Does HIPAA provide enough coverage of health data for companies to adhere to?
At present HIPAA covers very specific definitions of information within the HIPAA regulations and covers entities which create, receive, maintain, or transmit protected health information. Moreover, the Bill is temporary in nature as it establishes a requirement to delete or de-identify information once the Coronavirus pandemic has passed. Furthermore, the Bill would require companies to disclose to consumers how their personal data will be collected and used, and to provide the option for consumers to opt-out of their data being collected, processed, and/or transfered.
Regarding whether or not HIPPA provides enough coverage of health data for companies to adhere to, Marmor notes, "Not really. Coronavirus has created situations in which companies across a number of industries which service customers in person are collecting health data in order to ensure that employees, customers, and guests are not infected.
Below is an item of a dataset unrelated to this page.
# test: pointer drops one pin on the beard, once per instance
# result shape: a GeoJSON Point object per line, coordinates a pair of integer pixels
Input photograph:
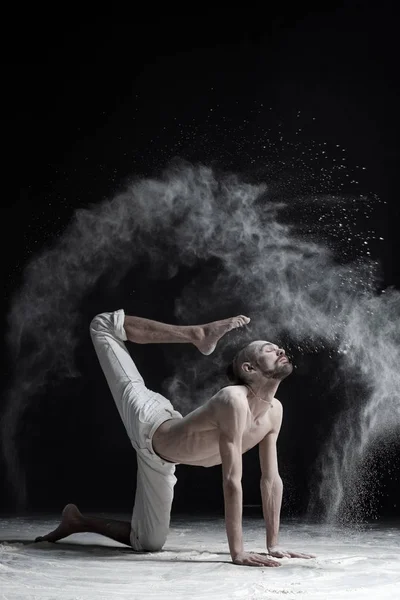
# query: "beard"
{"type": "Point", "coordinates": [279, 372]}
These companies are rarely covered by HIPAA, which applies only to certain entities, typically those engaged in the provision of healthcare services such as healthcare providers, health plans, and healthcare clearinghouses. Similarly, HIPAA does not regulate attempts by technology companies to do contact tracing based on geolocation data. Other than the California Consumer Privacy Act of 2018 ('CCPA')—which would not apply to protected health information of HIPAA covered entities and their business associates- there would be few existing constraints on collection and use, unless a sale is involved."
At present, there is much to be discussed with the Bill once it has been introduced to the U.S. Congress, especially with the likelihood that amendments will be put forward for provisions of the Bill. Moreover, there is also the potential that the Bill will follow many other failed attempts to have a more comprehensive federal privacy law, perhaps the Coronavirus emergency may bring about a change in attitude.
Marmor concludes that, "regardless of what happens with the [Bill], organisations looking to collect symptom data or attestations about an individual’s lack of symptoms in order to prevent potential infections need to think carefully about the data collection strategy. Disclosure obligations already exist under the [CCPA] and unfair and deceptive trade practice laws, as do obligations not to use the data in ways that are unexpected and/or harmful to consumers. Setting use controls and a retention schedule before you collect the data is critical."
The facts, laws, and regulations regarding COVID-19 are developing rapidly. Since the date of publication, there may be new or additional information not referenced in this advisory. Please consult with your legal counsel for guidance.